Buone pratiche contagiose. L’esempio italiano dei corridoi umanitari, frutto di un protocollo tra comunità cristiane e ministeri, potrebbe essere replicato da altri Stati. La Polonia ne sta studiando la fattibilità. E altri potrebbero seguire. A rivelarlo è Mario Giro, viceministro degli Esteri con delega alla Cooperazione internazionale. I corridoi umanitari, promossi e gestiti da Comunità di Sant’Egidio, Tavola valdese e Federazione delle chiese evangeliche in Italia, in collaborazione con i ministeri di Interno e Esteri, hanno già portato in salvo 280 profughi, per lo più siriani, a spese dei promotori, che ne stanno seguendo l’integrazione. Mille in due anni, ma i bisogni sono enormi. In Parlamento cresce il consenso. E anche Matteo Salvini ha detto a Radio Padania che li voterebbe. «A destra sono da sempre favorevoli ai corridoi umanitari: anche Alessandro Sallusti, direttore del Giornale lo disse subito. Perché garantiscono la sicurezza alla fonte».
Si può fare un passo avanti per istituzionalizzarli? In Parlamento Pd, Fi, centristi, M5S sono d’accordo.
Certo. Ma già ora i corridoi hanno una loro ufficialità, visto che prevedono il rilascio di visti e sono realizzati con le autorità. Il ministro Gentiloni all’Onu ha detto che la prima strada per potenziarli è che l’Italia faccia scuola: ha già avuto diversi incontri, alcuni Stati ci stanno pensando.
Corridoi anche in altri paesi?
È una questione che attiene alla sovranità nazionale, ci sono governi che stanno riflettendo. Posso dire che il governo della Polonia è molto intenzionato. In fondo cosa abbiamo accettato di fare?
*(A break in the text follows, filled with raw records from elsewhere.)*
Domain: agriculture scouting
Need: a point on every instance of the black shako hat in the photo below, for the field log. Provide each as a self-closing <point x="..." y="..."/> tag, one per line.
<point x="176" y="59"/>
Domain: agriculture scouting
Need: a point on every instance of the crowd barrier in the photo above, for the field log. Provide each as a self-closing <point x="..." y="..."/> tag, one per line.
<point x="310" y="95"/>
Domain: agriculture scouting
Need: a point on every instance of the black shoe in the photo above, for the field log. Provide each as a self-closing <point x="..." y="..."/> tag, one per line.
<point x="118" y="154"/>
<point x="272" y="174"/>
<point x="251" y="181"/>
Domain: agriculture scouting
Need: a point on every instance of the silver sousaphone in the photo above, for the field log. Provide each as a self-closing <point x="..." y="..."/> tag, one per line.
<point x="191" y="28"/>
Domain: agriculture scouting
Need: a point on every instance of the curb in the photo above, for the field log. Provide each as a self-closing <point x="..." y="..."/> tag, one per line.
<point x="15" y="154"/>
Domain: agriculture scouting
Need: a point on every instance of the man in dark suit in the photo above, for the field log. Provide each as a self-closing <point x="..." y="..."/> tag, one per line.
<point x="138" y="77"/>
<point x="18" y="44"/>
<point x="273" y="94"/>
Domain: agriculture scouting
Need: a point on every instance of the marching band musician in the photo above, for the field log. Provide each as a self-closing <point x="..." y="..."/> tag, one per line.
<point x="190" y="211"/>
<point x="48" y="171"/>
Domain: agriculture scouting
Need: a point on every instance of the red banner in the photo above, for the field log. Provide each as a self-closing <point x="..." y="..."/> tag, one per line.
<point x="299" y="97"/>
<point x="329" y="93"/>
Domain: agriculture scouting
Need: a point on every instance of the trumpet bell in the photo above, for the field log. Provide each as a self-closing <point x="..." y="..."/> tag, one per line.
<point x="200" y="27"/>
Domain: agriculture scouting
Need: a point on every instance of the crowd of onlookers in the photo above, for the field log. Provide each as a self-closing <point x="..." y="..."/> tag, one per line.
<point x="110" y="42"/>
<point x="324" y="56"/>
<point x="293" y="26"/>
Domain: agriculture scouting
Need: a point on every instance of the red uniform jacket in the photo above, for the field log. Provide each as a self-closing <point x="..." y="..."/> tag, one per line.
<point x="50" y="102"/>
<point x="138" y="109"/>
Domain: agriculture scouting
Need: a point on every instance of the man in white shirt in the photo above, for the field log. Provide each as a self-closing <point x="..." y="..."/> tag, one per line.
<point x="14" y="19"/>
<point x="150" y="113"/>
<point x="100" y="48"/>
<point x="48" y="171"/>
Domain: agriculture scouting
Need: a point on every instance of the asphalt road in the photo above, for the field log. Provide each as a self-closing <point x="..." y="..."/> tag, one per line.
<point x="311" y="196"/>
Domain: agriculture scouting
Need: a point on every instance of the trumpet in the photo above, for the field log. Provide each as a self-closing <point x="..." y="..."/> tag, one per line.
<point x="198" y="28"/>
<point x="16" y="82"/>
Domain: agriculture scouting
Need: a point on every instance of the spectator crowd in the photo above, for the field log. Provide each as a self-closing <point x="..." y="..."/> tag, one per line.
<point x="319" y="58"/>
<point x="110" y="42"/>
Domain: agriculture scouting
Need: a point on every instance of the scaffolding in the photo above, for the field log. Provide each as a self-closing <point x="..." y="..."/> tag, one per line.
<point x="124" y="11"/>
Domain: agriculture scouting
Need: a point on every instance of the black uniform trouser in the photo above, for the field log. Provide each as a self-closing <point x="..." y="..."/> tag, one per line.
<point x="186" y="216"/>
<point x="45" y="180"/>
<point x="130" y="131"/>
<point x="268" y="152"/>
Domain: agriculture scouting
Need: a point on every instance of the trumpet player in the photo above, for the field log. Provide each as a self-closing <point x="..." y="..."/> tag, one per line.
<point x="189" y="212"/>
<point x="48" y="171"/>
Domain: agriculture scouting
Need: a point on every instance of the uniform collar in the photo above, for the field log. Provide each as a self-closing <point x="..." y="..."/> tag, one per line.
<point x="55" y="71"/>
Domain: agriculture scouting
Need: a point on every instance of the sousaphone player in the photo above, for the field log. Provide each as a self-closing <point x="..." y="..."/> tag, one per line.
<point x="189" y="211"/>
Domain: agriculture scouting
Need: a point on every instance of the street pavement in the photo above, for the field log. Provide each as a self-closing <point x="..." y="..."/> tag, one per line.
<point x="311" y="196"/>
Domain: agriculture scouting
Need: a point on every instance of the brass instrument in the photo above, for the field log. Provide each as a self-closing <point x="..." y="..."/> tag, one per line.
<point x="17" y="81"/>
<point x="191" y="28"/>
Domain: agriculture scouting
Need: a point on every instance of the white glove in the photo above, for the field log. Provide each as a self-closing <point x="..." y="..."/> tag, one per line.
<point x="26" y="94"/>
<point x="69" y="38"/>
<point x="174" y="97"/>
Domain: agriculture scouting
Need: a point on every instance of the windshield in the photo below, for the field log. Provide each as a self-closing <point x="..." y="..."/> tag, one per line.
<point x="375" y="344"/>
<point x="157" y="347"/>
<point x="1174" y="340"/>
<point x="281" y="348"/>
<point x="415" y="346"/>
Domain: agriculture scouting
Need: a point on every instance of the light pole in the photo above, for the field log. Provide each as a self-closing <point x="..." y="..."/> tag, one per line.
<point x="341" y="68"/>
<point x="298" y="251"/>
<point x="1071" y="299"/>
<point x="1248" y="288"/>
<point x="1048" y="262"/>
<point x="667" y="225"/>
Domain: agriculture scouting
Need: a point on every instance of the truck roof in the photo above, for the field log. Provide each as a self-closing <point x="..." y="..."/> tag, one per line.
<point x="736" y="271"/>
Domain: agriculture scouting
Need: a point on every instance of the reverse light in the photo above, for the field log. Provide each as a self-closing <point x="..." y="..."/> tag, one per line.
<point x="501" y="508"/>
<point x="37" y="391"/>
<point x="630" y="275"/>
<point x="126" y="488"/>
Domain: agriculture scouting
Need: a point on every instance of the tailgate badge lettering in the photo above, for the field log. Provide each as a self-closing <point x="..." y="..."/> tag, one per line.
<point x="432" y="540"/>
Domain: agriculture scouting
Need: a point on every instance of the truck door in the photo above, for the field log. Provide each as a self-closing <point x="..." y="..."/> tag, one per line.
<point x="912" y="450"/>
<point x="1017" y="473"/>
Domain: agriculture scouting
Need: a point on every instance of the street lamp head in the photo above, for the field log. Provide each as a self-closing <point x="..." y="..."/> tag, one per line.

Quello di cui si parla da tanto: selezione in loco, viaggi sicuri, canali legali. Se tutta l’Europa, invece di aspettare che arrivino morendo nel deserto o in mare, si desse un sistema di corridoi umanitari, i flussi sarebbero molto diversi.
Ma per fare un “salto di quantità” cosa si può fare?
Noi ora stiamo testando il sistema. È un’iniziativa pilota molto seria. Potremmo alleggerire moltissimo il lavoro delle istituzioni: ambasciate, gestione degli sbarchi, commissioni territoriali, hot spot. E ora è a costo zero per lo Stato, che non spende nemmeno i 35 euro per vitto e alloggio. Ma se anche domani li dessimo, gestendo tutto il fenomeno con i corridoi, avremmo risolto questo problema. Se a questo aggiungiamo la gestione dei lavoratori, reintroducendo il decreto flussi con accordi bilaterali, che prevedono anche il rimpatrio, sarebbe la soluzione di tutto il fenomeno.
Un traguardo troppo ambizioso?
Quella dei corridoi è una prospettiva praticabile anche con numeri alti. Il resto, visto che le imprese hanno ancora bisogno di manodopera, lo si può affrontare riattivando i decreti flussi. In due o tre anni il fenomeno può essere è sotto controllo. Questo che va detta agli italiani: la gestione dell’immigrazione non è impossibile. È stata tenuta a livello emergenziale anche per motivi di polemica interna , spargendo per il Paese il sentimento dell’impotenza. Invece non è così. Per passare dall’accoglienza di mille a 10 mila non ci vuole molto. Rassicuri gli italiani, abbassi l’allarme sociale, stimoli
le offerte di aiuto.
I campi in loco saranno gestibili?
Non ce ne sarà più bisogno: i campi così li svuoti. E dai un segnale chiaro: se ci sono condizioni di vulnerabilità, ti accogliamo. Se si tratta di ricerca di lavoro ci sono altre formule. Il decreto flussi. O aiutarti a casa tua con la cooperazione allo sviluppo. Se è vero quello che ha detto il commissario Federica Mogherini, che il piano di investimenti è di 30 miliardi, io sono convinto che bastano per creare un volano di sviluppo che permetta ai giovani di rimanere.
Cosa impedisce all’Europa di fare suo il progetto dei corridoi?
La Commissione europea ha accettato il principio, vediamo chi mette i soldi come promesso. Ma il Consiglio d’Europa blocca. Come per i ricollocamenti: 40mila persone da distribuire in un’area da 500 milioni di abitanti. Perché nel Consiglio ci sono i governi. Ma l’Italia non aspetta, e intanto fa da sola. Grazie anche alla vivacità della società civile, ma è il sistema Italia che si muove insieme.